GL: And I have some treatments on it, and with the E-Bow, I can swell in and out, I can make it jump an octave or whatever. It works pretty well.
GG: For the octave jumping, is that using the little switch on the E-Bow?
GL: Yeah, I use the switch, and if you come over the pickup... (mimes moving his right hand across imaginary strings)
GL: Like you can really, you can crescendo, and de-crescendo by moving it away from the pickup.
GG: I didn’t realise that!
GL: Yeah! Yeah, a lot of people just go ‘Eeeeeehhhhhh’ (hums a generic E-Bow sound) and just hold it, but if you move it around...I generally try to use the neck pickup. The strings like to be able to vibrate and if you use the treble pickup, the piece of the string between the E-Bow and the pickup is actually really tight. But if you use the neck pickup, you get a lot more range, and then by moving the E-Bow over the pickup and away from the pickup, so back towards the bridge or over the pickup, you can get a real crescendo.
GG: That’s cool: you get some control over the harmonic content.
GL: Yeah. And if it’ll catch the upper harmonic, it’ll drive it a little more. So, you can play around with that.
GG: That’s awesome! There’s something about giving up your entire right hand for the E-Bow that dictates your attitude.
GL: Your guitar becomes monophonic. You can’t do any more than that, so.
GG: It’s a real commitment.
GL: You gotta commit to it! (laughs)
GG: I guess, one last question, if it’s okay? It’s an obvious one, but here it is: David Bowie was a legend. I never met him; you’ve worked with him for years...
GG: Are there any nice memories or vibes you can share about what it was like working with David?
GL: You know, I have a lot of great memories of working with David, but I gotta say, you know, I mean, he was an amazing person. To work with as a musician and an artist, he was really the real deal, and had a great vision about what he wanted to do. He didn’t micromanage you, he really encouraged you to do your own thing. That’s really great, it’s the best of both worlds because you’re with somebody (to whom) you wanna do your best, but you only get the best out of musicians if you’ll let them be. If you constantly pick at them and tell them what to play, they’ll shut down and you’ll end up with okay stuff, but you won’t get great stuff. I think he knew that, so.
GG: He was after greatness.
GL: Yeah and he wanted you to bring it. He wanted you to do your thing, you know? So, that’s the best combination. But amazing, amazing times on tour. Performing with him was always, you know, he was such a great performer, and he gave so much. I learned a lot about live performance working with him.
GG: Haha, he was a master, right?
GL: Yeah! And he didn’t get stuck on anything. If something went wrong?

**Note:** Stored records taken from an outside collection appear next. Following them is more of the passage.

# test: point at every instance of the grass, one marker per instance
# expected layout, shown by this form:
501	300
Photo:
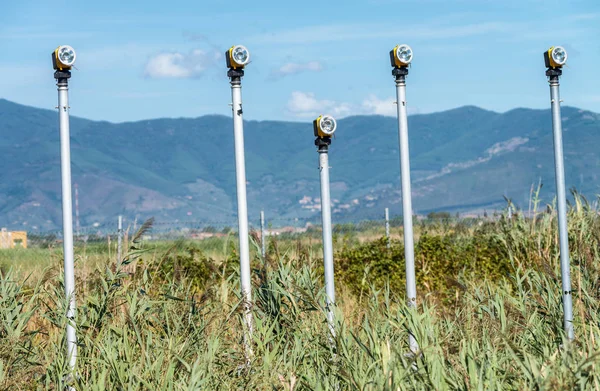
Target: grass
166	329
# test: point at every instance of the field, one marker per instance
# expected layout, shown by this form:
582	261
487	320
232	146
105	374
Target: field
489	312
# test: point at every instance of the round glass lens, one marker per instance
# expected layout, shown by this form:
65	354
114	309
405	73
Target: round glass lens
327	125
404	54
240	55
66	55
559	55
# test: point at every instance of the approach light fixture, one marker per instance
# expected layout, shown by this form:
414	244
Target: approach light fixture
324	126
237	57
555	57
401	56
63	58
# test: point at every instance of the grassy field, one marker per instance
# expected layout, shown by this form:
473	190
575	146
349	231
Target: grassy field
489	314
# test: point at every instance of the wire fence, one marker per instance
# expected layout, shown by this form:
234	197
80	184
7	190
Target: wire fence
165	230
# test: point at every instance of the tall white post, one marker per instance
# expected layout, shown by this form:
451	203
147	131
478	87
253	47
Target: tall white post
409	251
561	200
262	233
67	207
120	240
240	173
327	237
387	226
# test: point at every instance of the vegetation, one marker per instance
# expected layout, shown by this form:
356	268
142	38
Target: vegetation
489	314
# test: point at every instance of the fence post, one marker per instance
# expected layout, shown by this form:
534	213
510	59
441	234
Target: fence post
262	233
120	240
387	226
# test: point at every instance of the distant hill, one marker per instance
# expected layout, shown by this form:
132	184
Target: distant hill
463	160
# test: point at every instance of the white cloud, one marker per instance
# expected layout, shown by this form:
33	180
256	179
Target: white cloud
293	67
374	105
306	105
179	65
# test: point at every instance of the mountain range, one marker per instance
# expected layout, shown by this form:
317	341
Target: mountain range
182	169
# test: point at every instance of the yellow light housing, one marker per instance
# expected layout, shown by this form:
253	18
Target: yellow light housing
555	57
63	58
324	126
237	57
401	56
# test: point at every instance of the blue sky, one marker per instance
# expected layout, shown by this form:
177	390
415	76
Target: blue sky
139	60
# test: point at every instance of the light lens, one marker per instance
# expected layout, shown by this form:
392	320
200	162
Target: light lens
404	54
66	55
240	55
559	55
327	125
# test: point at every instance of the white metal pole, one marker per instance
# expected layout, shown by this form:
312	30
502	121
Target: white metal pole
65	164
262	233
240	173
387	226
561	200
120	240
409	252
327	240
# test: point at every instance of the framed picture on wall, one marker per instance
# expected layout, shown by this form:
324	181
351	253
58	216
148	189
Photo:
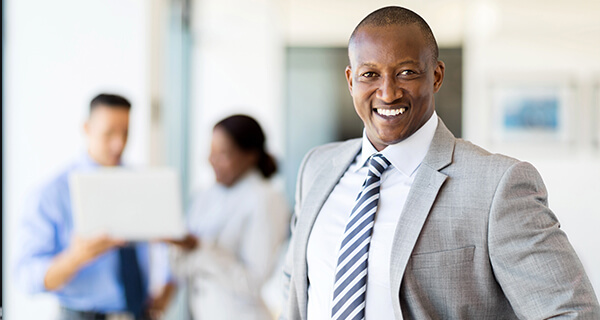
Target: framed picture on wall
530	111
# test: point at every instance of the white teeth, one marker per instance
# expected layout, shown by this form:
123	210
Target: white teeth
391	112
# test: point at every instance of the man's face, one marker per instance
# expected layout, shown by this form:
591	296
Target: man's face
392	80
106	130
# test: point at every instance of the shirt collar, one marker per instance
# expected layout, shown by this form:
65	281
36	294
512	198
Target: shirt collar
87	162
406	155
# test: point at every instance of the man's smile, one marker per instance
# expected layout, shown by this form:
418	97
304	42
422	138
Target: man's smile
390	113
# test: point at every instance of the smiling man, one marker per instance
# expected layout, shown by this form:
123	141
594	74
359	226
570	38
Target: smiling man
410	222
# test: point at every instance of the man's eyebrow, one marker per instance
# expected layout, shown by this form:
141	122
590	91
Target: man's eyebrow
374	65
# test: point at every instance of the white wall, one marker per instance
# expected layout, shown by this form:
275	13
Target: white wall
59	55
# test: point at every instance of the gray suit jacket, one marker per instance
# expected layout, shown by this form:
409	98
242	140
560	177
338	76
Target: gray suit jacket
475	240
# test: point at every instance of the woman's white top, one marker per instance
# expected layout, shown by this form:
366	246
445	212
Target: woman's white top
241	229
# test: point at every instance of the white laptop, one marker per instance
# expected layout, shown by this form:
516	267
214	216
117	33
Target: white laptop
127	204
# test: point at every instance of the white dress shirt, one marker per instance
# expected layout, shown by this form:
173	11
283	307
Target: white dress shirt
241	229
328	230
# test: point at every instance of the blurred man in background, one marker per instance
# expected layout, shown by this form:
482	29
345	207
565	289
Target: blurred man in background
93	277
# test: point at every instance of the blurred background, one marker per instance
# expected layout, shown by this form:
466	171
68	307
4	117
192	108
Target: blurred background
185	64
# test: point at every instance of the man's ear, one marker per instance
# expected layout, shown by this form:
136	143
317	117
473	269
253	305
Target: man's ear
86	127
349	78
438	76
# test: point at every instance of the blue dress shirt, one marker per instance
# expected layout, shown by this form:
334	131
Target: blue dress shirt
46	229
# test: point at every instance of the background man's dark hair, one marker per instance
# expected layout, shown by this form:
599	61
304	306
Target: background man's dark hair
110	100
248	136
388	16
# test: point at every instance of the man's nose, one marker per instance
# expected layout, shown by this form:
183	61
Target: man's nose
389	91
117	144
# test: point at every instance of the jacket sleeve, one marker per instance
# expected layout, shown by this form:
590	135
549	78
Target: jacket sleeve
288	299
531	256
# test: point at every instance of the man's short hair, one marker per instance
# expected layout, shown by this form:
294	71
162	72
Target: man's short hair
111	101
389	16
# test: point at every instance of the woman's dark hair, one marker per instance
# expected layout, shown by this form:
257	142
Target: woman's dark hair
248	136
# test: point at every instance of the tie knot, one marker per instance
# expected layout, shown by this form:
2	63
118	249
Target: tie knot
378	164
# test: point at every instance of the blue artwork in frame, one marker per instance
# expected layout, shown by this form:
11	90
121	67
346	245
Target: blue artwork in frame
530	113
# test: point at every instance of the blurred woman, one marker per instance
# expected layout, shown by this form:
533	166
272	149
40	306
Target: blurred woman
236	227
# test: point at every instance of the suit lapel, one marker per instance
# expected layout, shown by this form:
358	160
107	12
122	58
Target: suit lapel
325	181
427	184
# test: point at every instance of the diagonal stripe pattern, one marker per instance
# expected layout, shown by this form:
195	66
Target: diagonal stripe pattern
349	289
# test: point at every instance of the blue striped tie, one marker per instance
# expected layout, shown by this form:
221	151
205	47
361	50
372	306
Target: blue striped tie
350	285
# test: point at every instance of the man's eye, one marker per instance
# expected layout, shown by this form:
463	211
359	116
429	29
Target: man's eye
369	74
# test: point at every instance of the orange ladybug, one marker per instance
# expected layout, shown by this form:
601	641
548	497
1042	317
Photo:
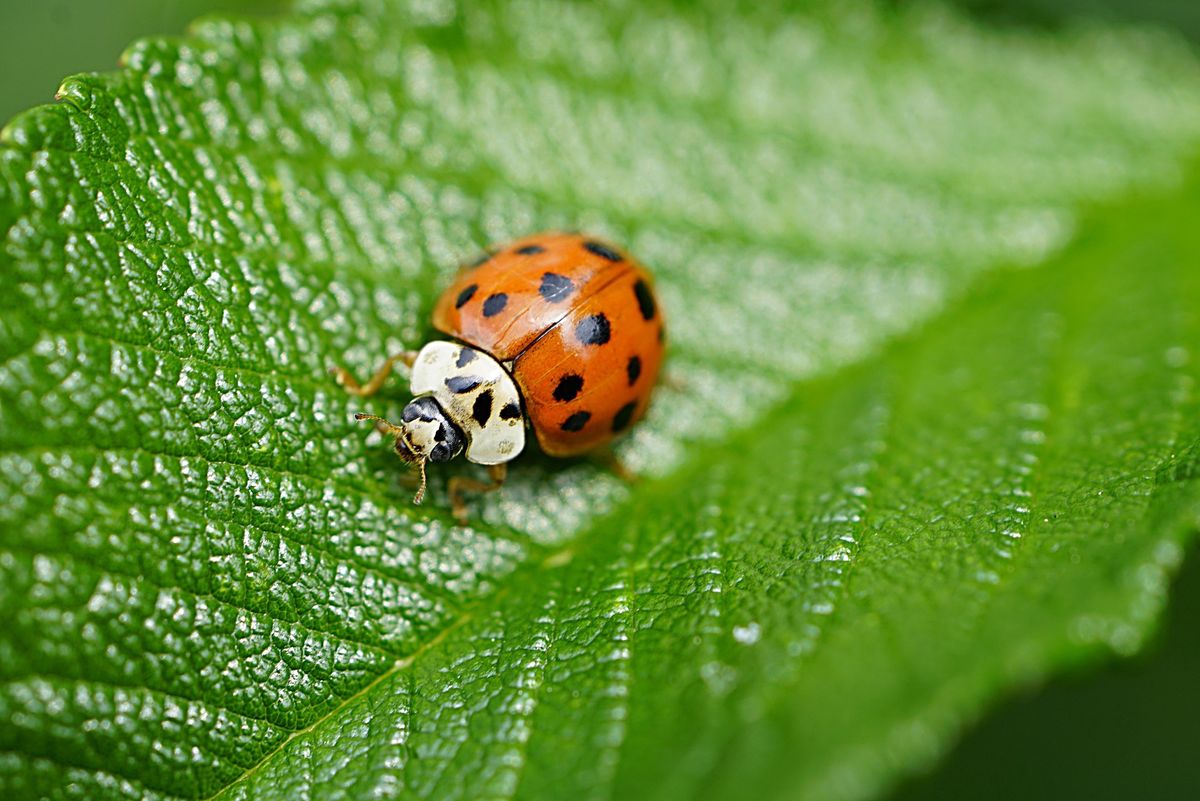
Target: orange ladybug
557	332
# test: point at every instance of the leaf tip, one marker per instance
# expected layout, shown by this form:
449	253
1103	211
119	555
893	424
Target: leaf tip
76	91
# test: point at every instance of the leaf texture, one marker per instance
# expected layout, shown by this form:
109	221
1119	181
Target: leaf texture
916	451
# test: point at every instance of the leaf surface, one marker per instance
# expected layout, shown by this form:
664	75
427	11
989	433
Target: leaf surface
915	451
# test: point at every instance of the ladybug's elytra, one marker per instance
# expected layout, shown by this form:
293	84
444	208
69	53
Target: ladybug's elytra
556	331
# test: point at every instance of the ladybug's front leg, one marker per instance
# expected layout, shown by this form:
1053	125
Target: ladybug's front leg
460	485
351	384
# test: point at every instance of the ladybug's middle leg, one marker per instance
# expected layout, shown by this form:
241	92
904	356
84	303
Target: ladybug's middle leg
351	384
460	485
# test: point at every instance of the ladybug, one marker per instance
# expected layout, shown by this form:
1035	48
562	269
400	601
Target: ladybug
557	333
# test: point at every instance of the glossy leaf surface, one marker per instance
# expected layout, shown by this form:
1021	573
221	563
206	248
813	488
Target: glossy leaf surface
915	451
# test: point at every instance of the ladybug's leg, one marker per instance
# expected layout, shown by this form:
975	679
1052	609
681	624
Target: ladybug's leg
460	485
351	384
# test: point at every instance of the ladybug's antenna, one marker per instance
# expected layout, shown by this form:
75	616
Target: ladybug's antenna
405	452
382	425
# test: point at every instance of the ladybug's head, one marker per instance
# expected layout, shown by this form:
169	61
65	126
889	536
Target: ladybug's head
424	434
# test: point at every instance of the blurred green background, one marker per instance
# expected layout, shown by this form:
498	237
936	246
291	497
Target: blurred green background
1128	732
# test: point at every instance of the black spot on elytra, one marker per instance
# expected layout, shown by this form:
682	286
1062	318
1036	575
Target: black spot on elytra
466	295
633	369
593	330
556	288
483	408
603	251
624	415
576	421
495	303
461	384
645	300
568	387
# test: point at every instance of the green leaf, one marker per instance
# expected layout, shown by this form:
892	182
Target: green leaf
891	480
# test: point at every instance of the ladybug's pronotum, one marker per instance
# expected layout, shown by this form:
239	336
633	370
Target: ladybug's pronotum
558	332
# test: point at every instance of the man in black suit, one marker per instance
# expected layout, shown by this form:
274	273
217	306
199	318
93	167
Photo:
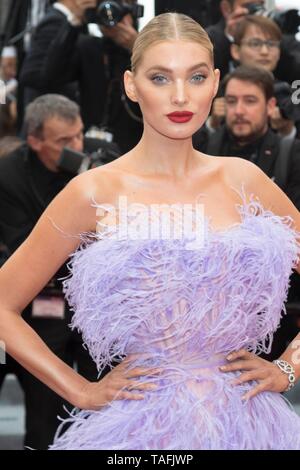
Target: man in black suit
249	103
63	52
29	180
249	98
222	33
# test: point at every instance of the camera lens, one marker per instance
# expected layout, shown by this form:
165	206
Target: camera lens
110	13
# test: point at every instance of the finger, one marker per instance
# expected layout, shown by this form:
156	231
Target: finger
261	387
240	353
238	365
140	386
124	395
248	377
142	372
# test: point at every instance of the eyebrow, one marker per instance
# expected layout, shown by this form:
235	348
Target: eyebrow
243	96
165	69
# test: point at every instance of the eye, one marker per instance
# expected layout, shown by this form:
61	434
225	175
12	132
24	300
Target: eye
198	78
159	79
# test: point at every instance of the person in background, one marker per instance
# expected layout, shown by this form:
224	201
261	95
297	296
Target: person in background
183	315
222	36
30	178
63	53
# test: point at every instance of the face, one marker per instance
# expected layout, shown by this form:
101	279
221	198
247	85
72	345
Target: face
8	67
57	134
251	53
174	77
247	110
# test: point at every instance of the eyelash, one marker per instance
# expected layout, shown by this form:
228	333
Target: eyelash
158	76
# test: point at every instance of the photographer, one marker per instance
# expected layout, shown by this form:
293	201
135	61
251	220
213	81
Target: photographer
223	32
257	44
63	52
29	180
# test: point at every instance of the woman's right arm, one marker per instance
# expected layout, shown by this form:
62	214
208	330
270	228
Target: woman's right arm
24	275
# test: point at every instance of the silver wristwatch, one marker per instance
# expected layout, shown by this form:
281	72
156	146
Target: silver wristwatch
288	369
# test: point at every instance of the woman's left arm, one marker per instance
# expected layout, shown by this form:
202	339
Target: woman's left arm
270	376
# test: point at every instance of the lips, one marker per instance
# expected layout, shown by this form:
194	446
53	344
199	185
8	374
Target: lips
180	116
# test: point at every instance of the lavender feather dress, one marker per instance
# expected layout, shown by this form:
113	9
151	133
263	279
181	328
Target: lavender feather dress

Fuck it. Doesn’t matter. Just keep going.
GG: Just keep going.
GG: That’s the sign of a guy who knows what’s important.
GL: Very evolved.
By this point, the venue’s doors had opened to the public and people downstairs were flooding into the theatre. Gerry and I made our way back downstairs, said goodbye, and he zipped through the audience to the backstage door next to the stage.
The Bowie Alumni played fantastically that night. It’s fair to say that yes, there was one conspicuous absence on stage, meaning that these shows are simultaneously triumphant and elegiac in nature. Nevertheless, with vocalists like Living Colour’s Corey Glover unleashing his astonishing voice at us, there was still plenty of star power on hand. The packed-out audience loved every minute, and you could tell that it meant a lot for Garson, Leonard and co, too.
Relative to our earlier conversation, I realised that Gerry had been holding out on me: toward the end of the night, the ‘little thing’ he mentioned he was going to do with his looper turned out to be a (quasi) acoustic rendering of none other than Loving the Alien, the very song I’d asked about! His take on Fripp’s immortal guitar part on Heroes was emotive and effective, and the whole evening was a great reminder that David Bowie had, and has, far more great songs than can ever fit into a single show.
The legend lives on, ably carried into the future by the friends and fellow musicians he has touched the most.
I’d like to thank Gerry for making time for me, and for sharing his memories of David. All of the pictures in the article are courtesy of Gerry, too.